Rasterization

Perspective Correct Interpolation and Vertex Attributes

Reading time: 14 mins.

Interpolating Vertex Attributes

To get a basic rasterizer working, we need to understand how to project triangles onto the screen, convert the projected coordinates to raster space, rasterize triangles, and potentially use a depth-buffer to address the visibility problem. Achieving this allows us to create images of 3D scenes that are both perspective-correct and in which the visibility problem is solved—ensuring objects that should be hidden by others do not appear in front of objects that are supposed to occlude them. This outcome is already significant. The code we have presented for accomplishing these tasks is functional but could be greatly optimized. However, optimizing the rasterization algorithm is not the focus of this lesson.

Perspective Correct Vertex Attribute Interpolation

In this chapter, we delve into the use of barycentric coordinates for interpolating vertex data or vertex attributes, commonly referred to in rendering.
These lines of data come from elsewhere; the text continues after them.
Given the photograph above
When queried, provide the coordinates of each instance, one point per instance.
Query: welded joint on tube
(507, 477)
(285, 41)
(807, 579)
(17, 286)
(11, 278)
While barycentric coordinates are essential for interpolating depth values—a primary function—they also enable the interpolation of vertex attributes. Vertex attributes are crucial in rendering, especially concerning lighting and shading. More details on how vertex attributes are applied in shading will be provided as we approach shading in this section. However, a deep understanding of shading is not necessary to grasp the concepts of perspective correct interpolation and vertex attributes.

One might question why we address this topic now rather than in the shading section, given its closer relation to shading. While vertex attributes are indeed more directly related to shading, the discussion on perspective correct interpolation is particularly relevant to rasterization.

It's essential to store the z-coordinates of the original vertices (from camera space) in the z-coordinate of our projected vertices (in screen space). This step is crucial for computing the depth of points across the surface of the projected triangle, a necessity for resolving the visibility problem. Depth calculation involves linearly interpolating the reciprocal of the z-coordinates of the triangle vertices using barycentric coordinates. This interpolation technique can also apply to any variable defined at the triangle's vertices, akin to how we store the original z-coordinates in the projected points. Commonly, triangles' vertices may carry a color. The other two prevalent attributes stored at the vertices are texture coordinates and normals. Texture coordinates, 2D coordinates used for texturing, and normals, which indicate the surface orientation, are vital for texturing and shading, respectively. This lesson will specifically focus on color and texture coordinates to illustrate the concept of perspective-correct interpolation.

**Figure 1:** Interpolating the colors at the triangle vertices using P's barycentric coordinates to find the value of Cp.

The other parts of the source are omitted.